While most of you reading this are not using karting to set yourself up for a career driving for the Ferrari F1 team (darn!), many of you use karting to tune up your car driving skills. Many of you have kids who are in karting. And many of you could learn a thing or two about the differences and similarities between driving a kart and a car.

That's where this week's feature, written by Chris Blomfield-Brown, comes in. You may remember Chris from his articles about the use of bio-metrics to monitor and improve your driving (and he'll be writing more about that topic in the near future). In addition to his Wireless Motorsport business, Chris has worked with many kids moving from karts to cars.

Enjoy! - Ross

Many karters take the leap to cars, but they often struggle. They were fast in karts, but in the realm of cars, they no longer dominate. I’ll address some common issues that many kart-to-car drivers struggle with.

First, we need to define what the differences are between karts and cars. The absence of gears, shocks, springs, roll bars, and solid rear axle are all relevant, but the major difference between a go-kart and a racing car is the absence of front brakes.

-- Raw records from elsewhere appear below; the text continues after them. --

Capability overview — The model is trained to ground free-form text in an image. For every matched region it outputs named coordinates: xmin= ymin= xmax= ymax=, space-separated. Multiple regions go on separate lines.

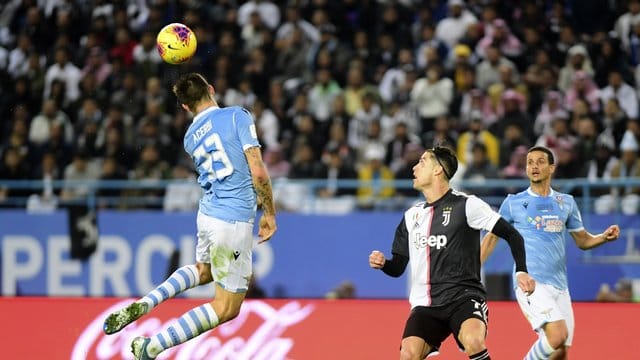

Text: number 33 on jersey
xmin=184 ymin=106 xmax=261 ymax=222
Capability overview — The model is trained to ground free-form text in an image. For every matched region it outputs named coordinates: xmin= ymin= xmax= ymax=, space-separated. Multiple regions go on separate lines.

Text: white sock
xmin=524 ymin=336 xmax=555 ymax=360
xmin=139 ymin=265 xmax=200 ymax=310
xmin=146 ymin=303 xmax=219 ymax=357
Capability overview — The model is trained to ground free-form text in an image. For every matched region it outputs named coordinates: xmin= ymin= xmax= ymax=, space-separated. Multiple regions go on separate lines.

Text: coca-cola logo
xmin=72 ymin=299 xmax=315 ymax=360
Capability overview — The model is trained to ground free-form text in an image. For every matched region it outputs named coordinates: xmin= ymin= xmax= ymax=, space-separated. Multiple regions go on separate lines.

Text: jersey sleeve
xmin=391 ymin=216 xmax=409 ymax=257
xmin=234 ymin=107 xmax=261 ymax=150
xmin=466 ymin=195 xmax=502 ymax=231
xmin=566 ymin=195 xmax=585 ymax=232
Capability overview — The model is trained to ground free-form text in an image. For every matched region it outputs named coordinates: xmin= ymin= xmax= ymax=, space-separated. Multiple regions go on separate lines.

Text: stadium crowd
xmin=0 ymin=0 xmax=639 ymax=212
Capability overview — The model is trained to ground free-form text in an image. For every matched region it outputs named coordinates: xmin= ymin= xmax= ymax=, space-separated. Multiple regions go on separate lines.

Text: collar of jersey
xmin=192 ymin=105 xmax=220 ymax=123
xmin=526 ymin=186 xmax=555 ymax=197
xmin=422 ymin=188 xmax=453 ymax=208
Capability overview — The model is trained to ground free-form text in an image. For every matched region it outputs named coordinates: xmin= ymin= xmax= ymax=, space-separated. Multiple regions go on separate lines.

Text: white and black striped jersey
xmin=390 ymin=189 xmax=501 ymax=308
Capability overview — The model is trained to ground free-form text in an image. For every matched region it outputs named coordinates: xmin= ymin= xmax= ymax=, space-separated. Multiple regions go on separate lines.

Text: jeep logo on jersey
xmin=442 ymin=207 xmax=452 ymax=226
xmin=413 ymin=233 xmax=448 ymax=250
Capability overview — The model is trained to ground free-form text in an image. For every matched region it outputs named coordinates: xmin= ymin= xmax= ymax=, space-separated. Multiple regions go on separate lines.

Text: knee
xmin=195 ymin=264 xmax=213 ymax=284
xmin=399 ymin=347 xmax=421 ymax=360
xmin=459 ymin=333 xmax=486 ymax=355
xmin=546 ymin=330 xmax=568 ymax=350
xmin=211 ymin=301 xmax=241 ymax=323
xmin=549 ymin=345 xmax=568 ymax=360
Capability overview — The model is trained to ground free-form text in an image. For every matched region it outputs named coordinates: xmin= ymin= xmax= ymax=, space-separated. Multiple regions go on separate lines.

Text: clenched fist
xmin=369 ymin=250 xmax=386 ymax=269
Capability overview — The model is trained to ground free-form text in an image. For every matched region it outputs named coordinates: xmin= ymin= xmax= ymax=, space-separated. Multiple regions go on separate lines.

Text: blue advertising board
xmin=1 ymin=210 xmax=638 ymax=300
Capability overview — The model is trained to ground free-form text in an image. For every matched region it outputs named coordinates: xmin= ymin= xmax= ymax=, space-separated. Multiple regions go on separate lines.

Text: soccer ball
xmin=156 ymin=23 xmax=197 ymax=65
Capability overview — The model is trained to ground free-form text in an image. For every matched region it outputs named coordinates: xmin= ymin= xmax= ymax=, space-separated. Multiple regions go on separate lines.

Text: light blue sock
xmin=524 ymin=336 xmax=555 ymax=360
xmin=146 ymin=303 xmax=219 ymax=357
xmin=139 ymin=265 xmax=200 ymax=310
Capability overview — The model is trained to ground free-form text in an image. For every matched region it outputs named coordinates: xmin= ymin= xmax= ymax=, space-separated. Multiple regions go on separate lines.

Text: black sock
xmin=469 ymin=349 xmax=490 ymax=360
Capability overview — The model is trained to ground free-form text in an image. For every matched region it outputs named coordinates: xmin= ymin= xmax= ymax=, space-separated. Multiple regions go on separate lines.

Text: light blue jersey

To be fast in a race car, the most important thing and probably the hardest part to learn is how to use the brake pedal properly. The corner starts with the braking – so if you are not braking properly or if you are not doing the first part of the corner correctly, then you can’t do the remainder optimally. So braking is key in order to be fast.

The following is a very simple example of why braking properly is so important from a race engineer's perspective. Take a glass on a table and push it around; there is some resistance, but still it moves around easily. Now put five heavy books on top of that glass and try to push it again. When you put weight on top of that glass, it is harder to push. So in a car, if we put more weight on a tire, it will have more grip. As a race engineer, a lot of what we do is shuffle the weight around to give you more grip.

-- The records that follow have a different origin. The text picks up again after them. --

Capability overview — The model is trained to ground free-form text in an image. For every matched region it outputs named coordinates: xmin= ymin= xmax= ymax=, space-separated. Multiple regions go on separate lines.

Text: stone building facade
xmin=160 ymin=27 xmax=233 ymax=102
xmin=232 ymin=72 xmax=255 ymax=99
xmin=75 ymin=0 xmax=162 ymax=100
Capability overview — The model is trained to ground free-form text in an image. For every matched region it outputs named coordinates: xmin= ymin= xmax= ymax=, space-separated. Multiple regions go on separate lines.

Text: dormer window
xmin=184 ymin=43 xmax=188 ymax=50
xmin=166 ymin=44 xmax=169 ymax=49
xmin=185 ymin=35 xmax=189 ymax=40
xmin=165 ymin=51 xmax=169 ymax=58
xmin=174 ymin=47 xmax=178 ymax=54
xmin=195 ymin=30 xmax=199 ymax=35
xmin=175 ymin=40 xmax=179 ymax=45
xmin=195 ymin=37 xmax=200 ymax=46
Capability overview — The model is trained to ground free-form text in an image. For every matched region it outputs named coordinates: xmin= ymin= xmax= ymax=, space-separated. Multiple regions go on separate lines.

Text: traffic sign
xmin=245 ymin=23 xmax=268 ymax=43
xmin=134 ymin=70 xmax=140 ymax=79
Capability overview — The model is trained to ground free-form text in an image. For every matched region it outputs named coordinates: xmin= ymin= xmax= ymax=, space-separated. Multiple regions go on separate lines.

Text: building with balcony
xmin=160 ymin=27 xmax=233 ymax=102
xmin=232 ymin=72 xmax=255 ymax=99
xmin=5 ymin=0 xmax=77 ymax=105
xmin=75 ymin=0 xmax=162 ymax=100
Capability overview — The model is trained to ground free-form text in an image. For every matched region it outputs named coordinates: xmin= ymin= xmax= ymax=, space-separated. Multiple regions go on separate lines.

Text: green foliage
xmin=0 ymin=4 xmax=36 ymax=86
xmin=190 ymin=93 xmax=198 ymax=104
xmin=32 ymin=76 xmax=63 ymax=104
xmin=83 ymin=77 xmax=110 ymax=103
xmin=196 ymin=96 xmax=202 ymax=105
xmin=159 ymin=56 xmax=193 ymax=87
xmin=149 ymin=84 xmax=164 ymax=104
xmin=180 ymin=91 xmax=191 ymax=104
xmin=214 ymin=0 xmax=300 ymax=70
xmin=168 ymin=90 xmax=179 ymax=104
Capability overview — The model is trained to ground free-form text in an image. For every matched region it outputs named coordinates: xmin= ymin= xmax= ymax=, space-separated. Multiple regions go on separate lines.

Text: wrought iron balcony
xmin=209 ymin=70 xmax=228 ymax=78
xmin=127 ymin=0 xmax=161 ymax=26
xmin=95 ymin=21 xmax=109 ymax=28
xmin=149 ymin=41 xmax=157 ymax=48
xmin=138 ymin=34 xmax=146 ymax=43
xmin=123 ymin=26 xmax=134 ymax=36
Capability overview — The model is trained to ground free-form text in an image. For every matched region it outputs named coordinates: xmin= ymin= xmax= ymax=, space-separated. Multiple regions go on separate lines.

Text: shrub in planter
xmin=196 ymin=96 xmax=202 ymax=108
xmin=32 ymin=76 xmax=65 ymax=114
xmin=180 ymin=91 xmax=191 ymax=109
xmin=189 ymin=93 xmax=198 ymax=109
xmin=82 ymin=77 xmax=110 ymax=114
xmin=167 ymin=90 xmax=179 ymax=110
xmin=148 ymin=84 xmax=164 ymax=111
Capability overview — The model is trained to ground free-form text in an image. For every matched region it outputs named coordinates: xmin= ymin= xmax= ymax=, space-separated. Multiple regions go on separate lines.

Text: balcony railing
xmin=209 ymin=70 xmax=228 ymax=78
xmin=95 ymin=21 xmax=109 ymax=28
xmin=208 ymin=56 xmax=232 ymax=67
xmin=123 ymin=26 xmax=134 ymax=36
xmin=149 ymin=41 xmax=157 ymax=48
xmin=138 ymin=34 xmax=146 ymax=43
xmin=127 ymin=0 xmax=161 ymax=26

As a driver, you can also shuffle the weight by use of the brake, throttle, and steering wheel. The brake puts more weight on the front, the throttle puts weight on the rear, and the steering wheel can help jack weight side-to-side. So as a driver you are moving weight around the different corners of the car.

How does this apply to karts and cars? To turn a kart with the solid rear axle and lack of front brakes, a driver must release the brake in order to get the kart to turn. When the brake is applied, the rear of the kart wants to sit flat and go straight. Kart drivers develop incredible timing in releasing the brake and turning in.

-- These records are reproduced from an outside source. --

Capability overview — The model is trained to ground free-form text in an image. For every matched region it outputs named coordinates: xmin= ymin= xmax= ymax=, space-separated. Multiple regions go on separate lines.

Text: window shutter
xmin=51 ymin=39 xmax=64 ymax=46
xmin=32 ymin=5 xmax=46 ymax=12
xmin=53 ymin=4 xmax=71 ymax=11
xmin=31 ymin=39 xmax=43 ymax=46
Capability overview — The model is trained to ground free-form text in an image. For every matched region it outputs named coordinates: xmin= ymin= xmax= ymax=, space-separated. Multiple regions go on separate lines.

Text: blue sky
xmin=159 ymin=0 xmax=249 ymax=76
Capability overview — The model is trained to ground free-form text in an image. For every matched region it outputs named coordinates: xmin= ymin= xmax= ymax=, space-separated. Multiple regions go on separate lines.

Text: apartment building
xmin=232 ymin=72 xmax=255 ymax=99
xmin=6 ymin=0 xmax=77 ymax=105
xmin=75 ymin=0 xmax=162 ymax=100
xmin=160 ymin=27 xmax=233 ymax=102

The kart method for brake release and turn does not translate to a race car, however. In a kart, again, we release the brake; in a racing car, we need to ‘trail the brake.’ This keeps weight on the front tires – remember with more weight on top of our water glass, it ‘has more grip.’ With trailing the brakes, we end up with weight on the front, which helps the car turn.

The common error we see is that kart drivers release the brake (remove weight from the front tires), then try to turn in as they would in a kart. This causes the car to understeer. When the car understeers, the driver’s natural reaction is to move to braking even earlier. The kart driver in a car often uses good lines and good exit speed, but brakes early and may also lack mid-corner speed. This shows up in less-than-ideal lap times.

What the kart driver must learn is trail braking. To brake deeper, the driver needs to retain a little brake pressure into the corner to keep the weight on the front. Often being more aggressive and making the car work will give better results. There is a balance, though, between being too apprehensive and being too aggressive. A good starting point is to be more aggressive with the brakes and less aggressive with the throttle.

Braking optimally is not an easy task to master, but it is probably the most important thing to learn in racing cars. If you don’t drive the first part of the corner correctly, you can’t do the rest of the corner correctly.

Some common braking errors:

• Braking too easy, then too hard at the end of the stop. Braking harder at the end of the stop is often why a driver pinches or flat spots a tire.

• Not braking hard enough at the beginning of the stop. I often tell the driver to try to lock the brakes in the first 20 meters, then start lifting off the brake pedal.

Some things you can do:

• Smooth downshifts – try to keep consistent brake pressure through the down changes. Small adjustments in the pedal box can help greatly with this.

• Engine braking – if you are engine braking, you most likely could use more rear bias. The brakes are designed to slow the car, not the motor.

• Use a brake pressure sensor with a high logging rate (100/sec) to see where and how you are braking compared to the faster drivers.

The magic is in the last part of the brake zone: how the brake is released into the corner to keep rolling speed and enough weight on the front tires to get the car to turn in. The sooner the kart driver can master this trail braking technique, the sooner they will be at the front of the grid.

The last bit of advice is to stay calm, relax your shoulders and hands, breathe, and have good visual markers. If it all seems like it is happening too fast, find visual markers that are farther away.